The City of Sydney Council, at least, seem pretty confident they have the situation in hand. Proactively addressing the impact of climate change is a key priority – including improving drainage. Sydney Lord Mayor Clover Moore cites that between 2016 and 2018, they worked with Sydney Water to build a $140 million, 2.4km trunk drain below Green Square – which takes in storm water and directs it to Botany Bay.
Moore says she calls it, “Our ‘sexy drain’ because although it isn’t as visible or beautiful as the nearby Green Square Library or our new aquatic centre, it has been just as transformational.”

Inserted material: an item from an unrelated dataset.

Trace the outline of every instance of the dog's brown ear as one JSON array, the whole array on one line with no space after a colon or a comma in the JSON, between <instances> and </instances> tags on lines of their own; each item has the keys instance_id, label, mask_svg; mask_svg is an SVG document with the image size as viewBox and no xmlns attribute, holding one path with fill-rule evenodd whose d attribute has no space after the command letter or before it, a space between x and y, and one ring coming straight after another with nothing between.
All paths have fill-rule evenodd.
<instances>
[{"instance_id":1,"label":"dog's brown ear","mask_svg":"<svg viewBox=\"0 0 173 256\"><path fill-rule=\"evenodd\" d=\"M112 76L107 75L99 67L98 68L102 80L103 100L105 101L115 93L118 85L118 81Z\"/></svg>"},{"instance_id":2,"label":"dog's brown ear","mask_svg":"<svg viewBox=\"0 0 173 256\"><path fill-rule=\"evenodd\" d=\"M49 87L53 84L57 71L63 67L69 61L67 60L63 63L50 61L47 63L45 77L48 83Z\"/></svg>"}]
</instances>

She also says there will be “mitigation measures, against rising sea levels, into future parks and capital works programs”. Interestingly, however, she says Council’s floodplain management plans have considered sea level changes and found “minimal” impact on flood levels during storm events.
A drowned world
Nevertheless, for many low-lying coastal communities around Australia – including Sydney – climate change is going to force a massive rethink on planning and infrastructure. And, hopefully, a concomitant injection of sorely-needed money.
“Sea walls, the buy backs, the nourishment, it’s all very expensive, [needing] state and particularly federal government support,” says Professor Short. “And you need a consistent policy that would ideally be applied Australia wide.
“But every state has a different policy – different approaches – there’s a total absence of federal initiative and support, in terms of dealing with the coast and the impacts of climate change.”
As with all other climate change issues, time will tell if there’s any will to take decisive action – and may do so in devastating fashion.
Richie Black is the deputy editor of the Sydney Sentinel.